What Josiah Saw review – a sharp, sleazy slice of southern gothic

Scott Haze as Thomas Graham and Robert Patrick as Josiah Graham in What Josiah Saw.
Eyes peeled … Scott Haze as Thomas Graham and Robert Patrick as Josiah Graham in What Josiah Saw. Photograph: Shudder

The French Dispatch and The Ballad of Buster Scruggs have recently shown how the anthology film is often content to supply a carousel of curios to amuse the viewer. But when the individual episodes aren’t merely self-contained but converge into a single conclusion, the portmanteau can supply a narrative kick like no other. Vincent Grashaw’s hunk of American gothic What Josiah Saw isn’t quite as accomplished as Pulp Fiction, whose intersecting trajectories and penchant for petty criminal sleaze it shares. But it has a stubborn, almost literary feel for character that accumulates a baleful momentum by the time the finale hits.

Josiah (Terminator 2’s Robert Patrick) is the shock-haired, blowhard patriarch of the Graham farm, which is being eyed up by local fracking companies. Supping his “morning tea” (read: hooch), he only has youngest son Thomas (Scott Haze) for company – though the pair are haunted by the suicide of the latter’s mother, Miriam.
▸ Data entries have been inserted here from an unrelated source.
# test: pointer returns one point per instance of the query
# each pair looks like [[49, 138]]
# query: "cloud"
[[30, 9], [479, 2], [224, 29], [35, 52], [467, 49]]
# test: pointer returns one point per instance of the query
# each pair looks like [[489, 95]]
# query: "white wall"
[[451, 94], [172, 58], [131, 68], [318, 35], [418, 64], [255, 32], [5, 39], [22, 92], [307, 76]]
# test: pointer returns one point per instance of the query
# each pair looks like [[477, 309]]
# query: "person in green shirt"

Meanwhile subsisting elsewhere on the white-trash fringes is another son Eli (Nick Stahl, another Terminator alumnus), a feckless sex offender who is strong-armed into a sketchy heist to obtain a cache of gold from the Roma at the local fairground.
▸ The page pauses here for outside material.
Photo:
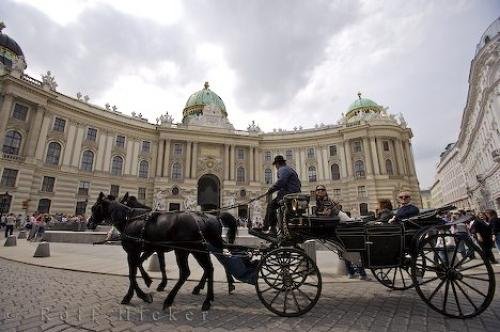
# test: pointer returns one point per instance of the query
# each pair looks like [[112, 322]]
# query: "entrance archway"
[[209, 192]]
Hovering over Josiah and Thomas’s bizarre dinner-table exchanges and Eli’s grubby encounters with low-lives and the law, Grashaw picks away at the family’s festering kernel. “There’s a hollow inside me – I can’t ever fill it,” says Josiah’s daughter, Mary (Kelli Garner), a mordant bourgeois pretender trying for a child. When the parties finally come together, over the oil-company offer, lurking psychological horror lurches into the full-blown physical kind. Slathering the climax with a crawling string section, the big reveal is straight out of the sordid southern-gothic closet, but the fragmented structure – clueing us in early as to how moral corruption seeps outwards – keeps the film sharp and contemporary. If only the depiction of the child-snatching Roma, which borders on racist, was that considered.

That latter aspect is a shame, given the astute characterisation and performances elsewhere. The entire main cast are strong, but Stahl takes the prize as the sunken-faced, swivel-eyed piece of human flotsam who manages one last noble act before destiny catches up with him.

• What Josiah Saw is available on Shudder on 4 August.